Une série de petites pièces occupent le premier volet de l’album, à commencer par le Conte de fée de 1928 déjà cité. Lui succède un Burlesque pour violon et piano de 1940, vibrante miniature enjouée. Place à la voix pour trois partitions. Nike of Chaeronea, pour mezzo-soprano et piano, qui date de 1943, évoque en cinq minutes austères le climat incertain de la guerre sur des mots rédigés par un ami ; c’est une page dissonante, voix plaintive à l’appui. Les vers du poète romantique Juliusz Slowacki (1809-1849) inspirent A la Mère en 1950, pour voix (mezzo), dans un langage émouvant et linéaire. Un an auparavant, Malawski a composé Trois Chants d’enfants pour voix (soprano) et piano, illustration délicate du travail de musique de scène du compositeur. D’autres pages pour violon et piano viennent s’ajouter à la découverte : un Andante e Allegro de 1949 en deux volets expressifs techniquement difficiles, une brève Mazurka de 1950 sous forme de danse populaire, ainsi qu’une postromantique et virtuose Sicilienne et Rondo sur des thèmes de Feliks Janiewicz, créateur déjà mis à l’honneur dans la Sonate de 1951. On reconnaîtra que ces différentes pièces, dont la plupart sont des premières discographiques, sont d’inspiration relative et n’atteignent pas la qualité de celles qui sont présentes dans le second disque de l’album. Leur intérêt est documentaire, mais elles ne nous paraissent pas prioritaires. Elles sont cependant un jalon de la création musicale polonaise du XXe siècle ; à ce titre-là, elles intéresseront les amateurs de musique de chambre qui aiment sortir des sentiers battus.
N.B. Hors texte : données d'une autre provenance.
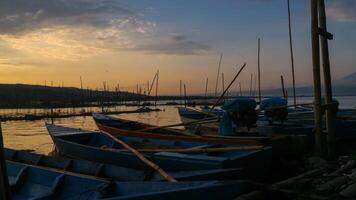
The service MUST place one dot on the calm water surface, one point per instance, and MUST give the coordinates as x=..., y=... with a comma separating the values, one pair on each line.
x=33, y=134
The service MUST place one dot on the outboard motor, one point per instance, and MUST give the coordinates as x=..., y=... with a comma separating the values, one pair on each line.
x=240, y=112
x=275, y=109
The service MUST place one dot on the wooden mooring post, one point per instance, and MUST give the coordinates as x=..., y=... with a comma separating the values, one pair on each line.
x=330, y=113
x=283, y=89
x=316, y=76
x=259, y=70
x=291, y=54
x=4, y=180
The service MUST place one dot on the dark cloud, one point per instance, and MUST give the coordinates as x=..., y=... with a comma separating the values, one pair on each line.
x=21, y=16
x=176, y=45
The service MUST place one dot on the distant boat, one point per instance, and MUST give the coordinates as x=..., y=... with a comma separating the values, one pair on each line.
x=98, y=147
x=188, y=114
x=31, y=182
x=122, y=127
x=115, y=172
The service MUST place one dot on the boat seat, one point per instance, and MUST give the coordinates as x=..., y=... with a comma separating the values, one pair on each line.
x=99, y=140
x=35, y=183
x=84, y=167
x=15, y=173
x=76, y=187
x=28, y=158
x=205, y=146
x=9, y=153
x=54, y=162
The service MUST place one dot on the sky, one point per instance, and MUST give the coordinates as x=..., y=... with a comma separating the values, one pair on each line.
x=124, y=42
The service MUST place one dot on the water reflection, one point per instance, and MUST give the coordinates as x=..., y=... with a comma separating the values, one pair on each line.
x=33, y=134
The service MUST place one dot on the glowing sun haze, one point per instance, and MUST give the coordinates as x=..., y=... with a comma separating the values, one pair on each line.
x=125, y=42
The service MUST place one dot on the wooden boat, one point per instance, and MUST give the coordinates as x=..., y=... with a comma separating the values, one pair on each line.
x=98, y=147
x=264, y=128
x=121, y=127
x=188, y=114
x=32, y=182
x=115, y=172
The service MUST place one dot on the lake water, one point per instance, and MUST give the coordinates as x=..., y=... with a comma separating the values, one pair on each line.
x=33, y=134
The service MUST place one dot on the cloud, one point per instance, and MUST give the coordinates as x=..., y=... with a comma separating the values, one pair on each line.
x=175, y=45
x=22, y=16
x=68, y=29
x=75, y=29
x=342, y=10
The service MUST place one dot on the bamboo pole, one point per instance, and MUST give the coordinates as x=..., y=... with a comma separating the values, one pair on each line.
x=180, y=90
x=222, y=95
x=259, y=70
x=240, y=89
x=185, y=96
x=316, y=75
x=190, y=150
x=206, y=88
x=5, y=193
x=283, y=89
x=291, y=54
x=217, y=76
x=255, y=87
x=156, y=88
x=251, y=85
x=142, y=158
x=330, y=115
x=222, y=81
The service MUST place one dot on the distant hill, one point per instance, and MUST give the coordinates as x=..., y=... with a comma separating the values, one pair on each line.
x=343, y=86
x=21, y=95
x=349, y=80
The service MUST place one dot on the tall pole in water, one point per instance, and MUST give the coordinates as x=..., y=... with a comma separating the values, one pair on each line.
x=283, y=89
x=81, y=91
x=251, y=85
x=316, y=76
x=206, y=88
x=157, y=88
x=217, y=76
x=240, y=88
x=330, y=114
x=180, y=90
x=4, y=180
x=222, y=81
x=291, y=54
x=185, y=96
x=259, y=71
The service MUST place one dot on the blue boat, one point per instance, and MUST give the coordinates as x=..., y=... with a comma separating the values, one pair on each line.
x=114, y=172
x=31, y=182
x=98, y=147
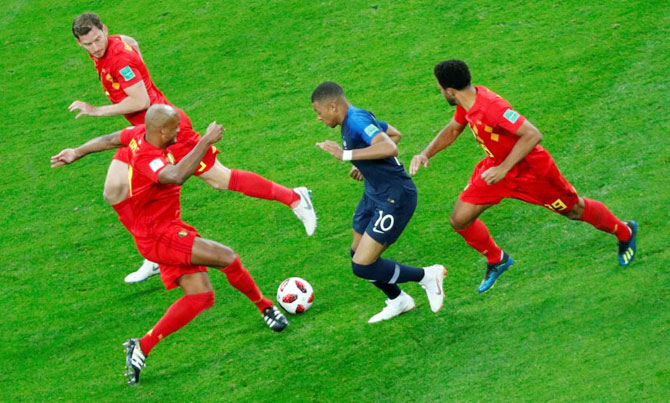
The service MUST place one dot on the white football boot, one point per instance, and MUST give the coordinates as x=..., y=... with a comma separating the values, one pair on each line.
x=394, y=307
x=145, y=271
x=305, y=211
x=432, y=282
x=134, y=360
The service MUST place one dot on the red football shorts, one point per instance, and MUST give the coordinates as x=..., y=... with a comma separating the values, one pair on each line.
x=171, y=249
x=186, y=141
x=541, y=184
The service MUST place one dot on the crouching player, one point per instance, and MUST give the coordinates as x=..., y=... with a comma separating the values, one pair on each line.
x=160, y=234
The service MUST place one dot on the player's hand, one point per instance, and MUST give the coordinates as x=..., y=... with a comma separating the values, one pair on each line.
x=83, y=108
x=356, y=174
x=331, y=148
x=494, y=175
x=416, y=163
x=64, y=157
x=213, y=133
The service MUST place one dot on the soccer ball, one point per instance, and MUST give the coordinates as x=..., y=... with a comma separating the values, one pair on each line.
x=295, y=295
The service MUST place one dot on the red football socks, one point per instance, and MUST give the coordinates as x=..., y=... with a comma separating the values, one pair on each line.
x=240, y=278
x=254, y=185
x=179, y=314
x=478, y=236
x=124, y=212
x=598, y=215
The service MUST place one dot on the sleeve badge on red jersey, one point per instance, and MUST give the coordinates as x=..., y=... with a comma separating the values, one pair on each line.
x=511, y=116
x=156, y=164
x=127, y=73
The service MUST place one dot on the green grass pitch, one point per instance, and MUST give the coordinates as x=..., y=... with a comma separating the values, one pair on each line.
x=564, y=324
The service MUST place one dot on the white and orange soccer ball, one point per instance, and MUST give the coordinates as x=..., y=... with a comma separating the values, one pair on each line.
x=295, y=295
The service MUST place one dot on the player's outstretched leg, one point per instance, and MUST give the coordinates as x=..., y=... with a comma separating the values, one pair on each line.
x=601, y=218
x=493, y=271
x=432, y=282
x=135, y=359
x=254, y=185
x=275, y=319
x=394, y=307
x=145, y=271
x=627, y=249
x=240, y=278
x=304, y=209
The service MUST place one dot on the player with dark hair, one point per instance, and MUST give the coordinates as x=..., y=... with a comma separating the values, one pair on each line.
x=388, y=202
x=161, y=235
x=515, y=167
x=128, y=85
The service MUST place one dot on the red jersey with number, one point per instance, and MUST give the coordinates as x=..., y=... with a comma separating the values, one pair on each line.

Il faut en tout cas saluer l’investissement de la pianiste Sylwia Michalik (°1986), véritable pilier de ce projet, qui est présente dans chaque page du programme et signe une notice érudite dans laquelle elle valorise la mémoire d’Artur Malawski. Elle a étudié à Lodz et à Varsovie, mais aussi au Conservatoire Royal de Bruxelles, au début de notre siècle, avec Jean-Claude Vanden Eynden. Elle fait partager à l’auditeur l’attrait qu’elle éprouve pour l’œuvre du Polonais, et transmet à chacun de ses dignes partenaires sa conviction et son enthousiasme communicatif.